Size Matters


A project manager asked me the following question – are there templates available to size the various phases of a DW/BI project? I tried to come up with one, but realized its futility. There are too many variables. I have listed the phases and some guidance to scoping each of them, but assigning even rough estimates to any of them is going to be too much of a SWAG even for someone as dangerously eager to incur the risk of random flak from strangers as myself.  I did it anyway. I’ll regret this.

Her question pertained to an Agile methodology (repeated iterations) but I think that aspect is immaterial to this conversation.

The phases are –

Requirements Gathering, of course

Design – Data Model, ETL Design, Report Design, OLAP Design

Development – ETL, Reporting, OLAP

Testing

Release – UAT if needed

Typically, and I offer this with a BIG pinch of salt, requirements gathering should take the least amount of time, followed by design and testing. Development should be the most time consuming activity. Having worked on a variety of platforms and designs, I have found, generally speaking and in broad terms, that ETL development seems to be, most of the time, more effort intensive than Report development. However, again, it depends on many factors, such as how well the design aligns with the requirements. If the data warehouse design directly supported the requirements by having the appropriate metrics and dimensions in place, report development should be more straightforward, but, again, that is a very generalized statement.

Having made the appropriate CYAs, I hesitantly offer the following rampant generalizations for a breakdown.

Requirements – 10%

Design – 10%

ETL Development – 30%

Report Development  – 20%

Testing – 20%

Release – 10%

In a 10 day Agile cycle, this translates to 1 day of requirements, 1 day of design, 3 days of ETL development, 2 days of report development, 2 days of testing overall, and 1 day for packaging and releasing the deliverable.

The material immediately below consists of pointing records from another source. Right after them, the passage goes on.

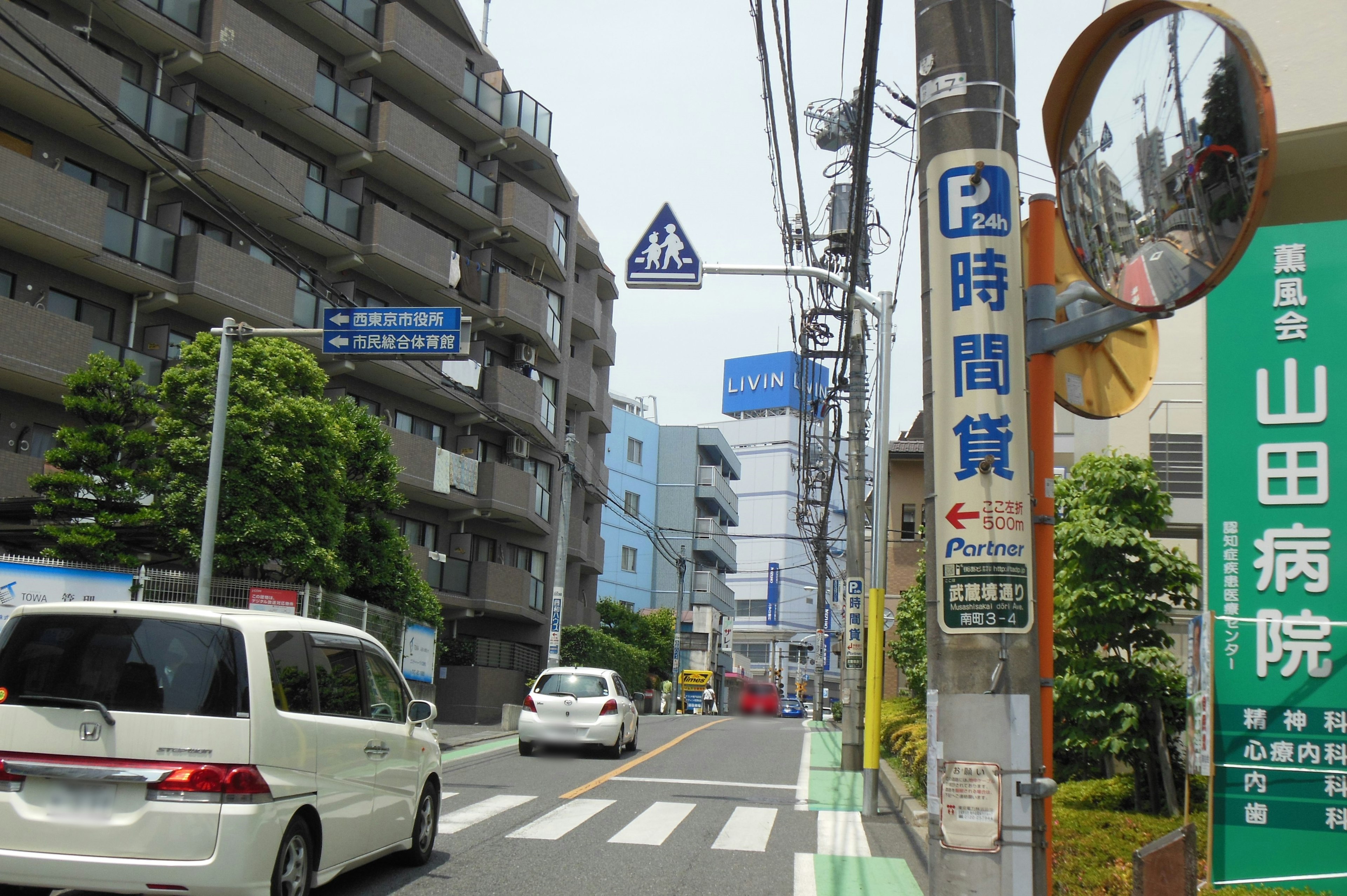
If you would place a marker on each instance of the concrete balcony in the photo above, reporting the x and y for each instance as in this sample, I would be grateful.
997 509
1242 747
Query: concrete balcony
527 228
581 386
503 591
420 61
15 471
516 397
217 281
404 254
521 309
713 542
30 92
38 350
411 155
255 62
587 315
709 587
259 177
48 215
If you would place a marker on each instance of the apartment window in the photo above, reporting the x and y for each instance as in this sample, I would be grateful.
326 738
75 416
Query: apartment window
1178 461
38 441
535 564
559 235
554 318
484 550
549 401
370 406
116 190
192 224
751 608
418 533
100 317
420 426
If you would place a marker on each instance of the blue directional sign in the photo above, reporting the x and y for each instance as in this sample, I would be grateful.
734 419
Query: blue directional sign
393 331
663 258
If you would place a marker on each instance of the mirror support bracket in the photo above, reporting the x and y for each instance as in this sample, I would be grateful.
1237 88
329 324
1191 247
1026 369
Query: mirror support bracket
1059 336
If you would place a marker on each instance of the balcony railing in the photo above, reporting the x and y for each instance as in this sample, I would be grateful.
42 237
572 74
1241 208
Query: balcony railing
477 187
161 119
341 103
363 13
524 112
139 240
153 368
185 13
332 207
483 95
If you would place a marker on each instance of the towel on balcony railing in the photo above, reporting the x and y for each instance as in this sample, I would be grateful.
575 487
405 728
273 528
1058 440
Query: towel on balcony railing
455 471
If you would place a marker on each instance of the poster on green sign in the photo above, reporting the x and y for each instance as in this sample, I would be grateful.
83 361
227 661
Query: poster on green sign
1280 638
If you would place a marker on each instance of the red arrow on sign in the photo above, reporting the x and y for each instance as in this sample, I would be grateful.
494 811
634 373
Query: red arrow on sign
956 517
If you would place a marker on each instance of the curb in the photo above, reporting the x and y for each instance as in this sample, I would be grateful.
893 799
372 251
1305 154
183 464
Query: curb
914 813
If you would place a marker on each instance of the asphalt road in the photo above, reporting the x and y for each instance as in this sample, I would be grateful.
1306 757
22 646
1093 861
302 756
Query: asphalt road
725 808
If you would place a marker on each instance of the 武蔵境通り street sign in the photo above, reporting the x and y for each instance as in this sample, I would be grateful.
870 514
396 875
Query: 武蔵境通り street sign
665 258
393 331
1279 645
981 425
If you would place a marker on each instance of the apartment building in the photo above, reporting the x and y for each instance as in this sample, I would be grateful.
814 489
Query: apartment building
311 154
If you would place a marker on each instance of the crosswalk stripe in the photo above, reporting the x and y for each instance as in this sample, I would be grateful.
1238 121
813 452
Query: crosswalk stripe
562 820
477 813
748 830
842 835
654 827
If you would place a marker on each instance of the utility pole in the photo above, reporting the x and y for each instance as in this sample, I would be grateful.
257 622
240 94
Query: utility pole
564 531
215 468
984 693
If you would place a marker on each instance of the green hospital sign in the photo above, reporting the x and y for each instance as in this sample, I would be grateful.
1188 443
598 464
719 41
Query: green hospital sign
1276 467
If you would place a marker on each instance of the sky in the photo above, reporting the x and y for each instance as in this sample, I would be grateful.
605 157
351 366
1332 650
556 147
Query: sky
662 102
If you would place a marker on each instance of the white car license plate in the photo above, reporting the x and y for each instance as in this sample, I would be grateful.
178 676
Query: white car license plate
81 800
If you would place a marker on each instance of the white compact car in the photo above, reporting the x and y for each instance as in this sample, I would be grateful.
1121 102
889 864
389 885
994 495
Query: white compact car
576 705
152 747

Other factors that influence the variability of estimates are the exact requirements, of course, the technology platform used (some make it harder to write reports or easier to write ETL), the experience level of resources, etc.

That is the best I could do. I think probably the best advice is to have someone in the room who has gone through the process a few times.

13 Comments

  1. I am a experience proffessional of 25+ IT experience and 10+ years as Architect

    since the availabity of various tools for ETL and reporting, I will suggest following break up

    Requirements – 30%

    Design – 20%

    ETL Development – 10%

    Report Development – 10%

    Testing – 20%

    Release – 10%

    In a 10 day Agile cycle, this translates to 3 day of requirements, 2 day of design, 1 days of ETL development, 1 days of report development, 2 days of testing overall, and 1 day for packaging and releasing the deliverable.

    regards

    Pankaj Parikh

  2. I was interested in your post because I like to take a very similar approach, althought not formally adopting the agile method. The cycle varies from 1 to 4 weeks (on an existing EDW) to apply increments of functionality. The difference is that I try to break down independent projects for EDW/DB and for Access-Layer/Report. The lag allows for some maturation time to ensure that any issues are resolved before exposed to users.

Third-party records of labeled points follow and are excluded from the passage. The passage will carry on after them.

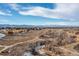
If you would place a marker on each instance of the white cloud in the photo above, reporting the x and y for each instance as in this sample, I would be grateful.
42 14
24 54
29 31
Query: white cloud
5 14
63 10
56 23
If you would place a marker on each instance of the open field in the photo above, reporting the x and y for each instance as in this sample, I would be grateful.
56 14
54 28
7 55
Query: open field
41 42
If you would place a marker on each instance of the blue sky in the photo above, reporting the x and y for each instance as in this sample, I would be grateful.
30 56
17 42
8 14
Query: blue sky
39 13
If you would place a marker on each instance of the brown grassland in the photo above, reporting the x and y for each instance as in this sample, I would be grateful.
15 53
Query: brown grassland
43 42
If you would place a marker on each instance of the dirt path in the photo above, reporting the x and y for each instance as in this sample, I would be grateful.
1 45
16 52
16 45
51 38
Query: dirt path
35 35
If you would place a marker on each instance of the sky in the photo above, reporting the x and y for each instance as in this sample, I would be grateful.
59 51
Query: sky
39 13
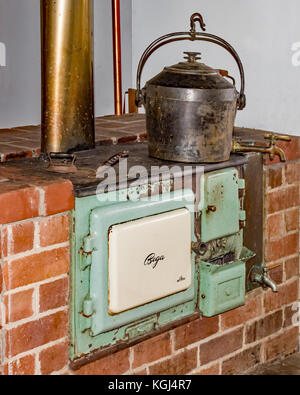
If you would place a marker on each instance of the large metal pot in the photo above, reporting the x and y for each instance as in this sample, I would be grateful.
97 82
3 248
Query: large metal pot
190 107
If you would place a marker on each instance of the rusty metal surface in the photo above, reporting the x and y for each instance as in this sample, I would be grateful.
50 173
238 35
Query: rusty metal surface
253 204
85 181
67 75
268 147
190 107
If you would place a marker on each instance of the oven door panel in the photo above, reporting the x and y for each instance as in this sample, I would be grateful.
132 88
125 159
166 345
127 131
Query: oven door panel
111 312
149 258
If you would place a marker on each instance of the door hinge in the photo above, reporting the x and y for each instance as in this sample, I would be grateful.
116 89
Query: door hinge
241 183
86 252
86 314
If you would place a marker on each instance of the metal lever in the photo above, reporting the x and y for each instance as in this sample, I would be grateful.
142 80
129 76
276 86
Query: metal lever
263 279
272 149
111 162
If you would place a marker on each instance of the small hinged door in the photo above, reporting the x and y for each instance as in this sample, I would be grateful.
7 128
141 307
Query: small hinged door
221 212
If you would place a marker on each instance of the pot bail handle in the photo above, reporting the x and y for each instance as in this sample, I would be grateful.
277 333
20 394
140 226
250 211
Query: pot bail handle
192 35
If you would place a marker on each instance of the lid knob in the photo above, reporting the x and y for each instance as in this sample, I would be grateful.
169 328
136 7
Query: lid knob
192 57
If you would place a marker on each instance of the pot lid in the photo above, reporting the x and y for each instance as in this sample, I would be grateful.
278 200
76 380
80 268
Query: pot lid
191 74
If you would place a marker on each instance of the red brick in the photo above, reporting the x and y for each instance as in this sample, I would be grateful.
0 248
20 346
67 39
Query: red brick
283 344
114 364
221 346
291 267
37 333
287 293
291 150
58 198
178 364
292 315
21 367
292 173
4 243
213 370
140 372
276 273
275 177
251 309
275 226
19 204
54 295
287 245
152 350
22 237
194 331
264 327
242 362
283 199
54 230
54 358
19 305
292 220
1 279
36 267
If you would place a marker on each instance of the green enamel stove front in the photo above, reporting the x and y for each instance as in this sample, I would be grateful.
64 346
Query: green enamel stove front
101 316
94 326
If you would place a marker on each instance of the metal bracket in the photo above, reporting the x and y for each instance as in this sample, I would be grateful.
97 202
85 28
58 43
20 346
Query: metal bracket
86 252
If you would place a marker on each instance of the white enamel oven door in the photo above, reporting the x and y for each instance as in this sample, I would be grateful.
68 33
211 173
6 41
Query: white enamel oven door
148 259
141 259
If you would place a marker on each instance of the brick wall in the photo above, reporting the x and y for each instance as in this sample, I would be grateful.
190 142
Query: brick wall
34 277
34 287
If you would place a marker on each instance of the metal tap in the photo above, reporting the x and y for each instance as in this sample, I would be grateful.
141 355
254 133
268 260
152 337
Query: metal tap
263 279
272 149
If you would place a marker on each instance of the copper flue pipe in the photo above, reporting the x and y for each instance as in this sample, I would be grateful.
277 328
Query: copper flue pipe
67 75
117 56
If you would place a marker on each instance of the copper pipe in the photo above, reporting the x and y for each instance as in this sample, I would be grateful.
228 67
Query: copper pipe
116 19
132 107
67 75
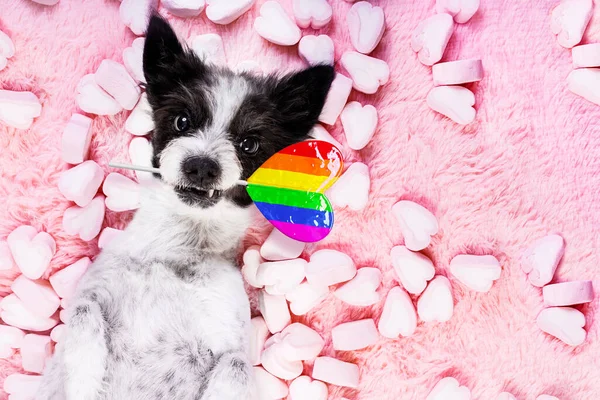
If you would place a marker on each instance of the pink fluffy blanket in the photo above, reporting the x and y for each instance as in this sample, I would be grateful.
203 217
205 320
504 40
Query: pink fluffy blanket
528 165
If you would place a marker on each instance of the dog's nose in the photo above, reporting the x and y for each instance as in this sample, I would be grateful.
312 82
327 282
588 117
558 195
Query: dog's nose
202 171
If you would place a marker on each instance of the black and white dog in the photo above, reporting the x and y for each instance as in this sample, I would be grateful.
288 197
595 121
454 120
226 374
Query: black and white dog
162 312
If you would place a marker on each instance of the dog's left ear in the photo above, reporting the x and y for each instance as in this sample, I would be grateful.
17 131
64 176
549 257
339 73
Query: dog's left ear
299 98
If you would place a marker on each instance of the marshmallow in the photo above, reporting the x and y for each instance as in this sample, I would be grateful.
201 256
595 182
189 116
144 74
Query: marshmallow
116 81
275 25
478 273
38 296
568 293
564 323
367 73
313 14
76 139
279 247
81 183
281 277
399 316
306 297
366 25
354 335
436 303
361 291
64 282
336 372
540 260
413 269
85 222
457 72
18 109
35 350
431 37
329 267
336 99
274 310
454 102
360 124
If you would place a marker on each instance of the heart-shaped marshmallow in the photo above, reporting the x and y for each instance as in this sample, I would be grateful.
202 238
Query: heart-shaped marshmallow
85 222
135 14
478 273
329 267
274 310
35 350
336 99
184 8
76 139
15 313
564 323
224 12
275 25
413 269
461 10
436 303
455 102
140 120
336 372
359 124
367 73
81 183
279 247
281 277
304 388
361 291
269 386
366 25
317 50
209 47
399 316
569 20
122 194
312 13
540 260
354 335
133 59
18 109
65 281
93 99
38 296
305 297
31 251
431 37
449 389
585 82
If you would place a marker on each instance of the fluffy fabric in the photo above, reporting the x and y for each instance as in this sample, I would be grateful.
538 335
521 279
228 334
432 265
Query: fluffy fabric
528 165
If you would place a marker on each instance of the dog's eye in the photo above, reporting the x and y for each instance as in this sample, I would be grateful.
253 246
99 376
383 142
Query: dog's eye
182 123
249 145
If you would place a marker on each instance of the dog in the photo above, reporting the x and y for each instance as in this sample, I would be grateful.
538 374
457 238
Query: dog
162 312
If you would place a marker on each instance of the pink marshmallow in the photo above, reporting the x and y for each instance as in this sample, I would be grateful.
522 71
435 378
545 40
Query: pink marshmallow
568 293
279 247
37 296
336 372
65 281
329 267
76 139
81 183
35 350
457 72
116 81
354 335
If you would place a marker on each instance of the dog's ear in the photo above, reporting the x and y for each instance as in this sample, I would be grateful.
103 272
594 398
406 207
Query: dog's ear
299 98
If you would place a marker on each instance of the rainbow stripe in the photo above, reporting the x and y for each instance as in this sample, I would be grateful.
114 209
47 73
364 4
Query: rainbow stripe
288 189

    I usually deal with large data and highly interrelated structures, particularly where aggregations are concerned, and sometimes I separate the effort into three interrelated projects, i.e. base data with ETL, derived data with scripts/procs, and finally access and reporting. A break between establishing the data infrastructure and building the access layer views and reports is advantageous. Of course the analysis and design may require some common vision, but this is not hard to factor in.

    Regards,
    Michael

    1. Michael,
      I appreciate your comments. They are very pertinent to this type of conversation. They would be useful to someone looking for guidance for scoping their own efforts.
      Regards,
      Shubho

  3. For the requirements gathering part, I have published quite a few articles on the Requirements Management, hope you’ll get a chance to read some.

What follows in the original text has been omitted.